De los personajes de esta y de Maritza Ortega se vale el guion para
descondensar, mediante sosegadas tintas de triste humor, la ríspida carnadura
ontológica de lo narrado.
El director de Suite Habana (2003) define cuidada
puesta en escena donde nada desentona en los apartados técnicos -en los cuales
sobresale la fotografía del habitual suyo Raúl Pérez Ureta, en esos elocuentes
primeros planos y lectura inquisitoria de nuestra realidad espacial, y el
montaje de Julia Yip; así como la música de Edesio Alejandro- y la dirección
general de actores.
A Fernando, empero,
de forma casi increíble para un director y guionista tan experimentado, a veces
no solo se le adivina la próxima escena (al menos quien escribe, cuanto intuyó
sucedería en tres o cuatro ocasiones, así ocurrió) e incurre en una solución
harto facilista a la hora de “explicar” en palabras la no-relación entre Elena
y su madre, mediante la carta en un funesto off
de la segunda y esa analogía visual con el derrumbe estructural de la ciudad
del minuto 50 que, en realidad, amén de la prolongación desproporcionada de la
toma, no resulta muy orgánica que digamos, más allá de las analogías obvias
sobadísimas ya por el cine cubano.
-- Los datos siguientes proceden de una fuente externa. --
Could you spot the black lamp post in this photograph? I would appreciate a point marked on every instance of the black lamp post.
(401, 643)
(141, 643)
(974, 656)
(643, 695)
Tampoco me convence el recurso, un tilín
artificioso, de la verbalización postrera de Luis mediante la “comunión” con la
pintura, al verificarse remarcada exteriorización de la idea y los subtextos.
Así y todo, La pared…representa la obra artística
cumbre de su autor en la ficción, por arriba de la que refulgía como su pieza
mayor (José Martí: el ojo del canario,
2010), de Clandestinos (1988), Hello Hemingway (1990), Madagascar (1994) y de La vida es silbar (1998) y a años luz de la fallida Madrigal (2007).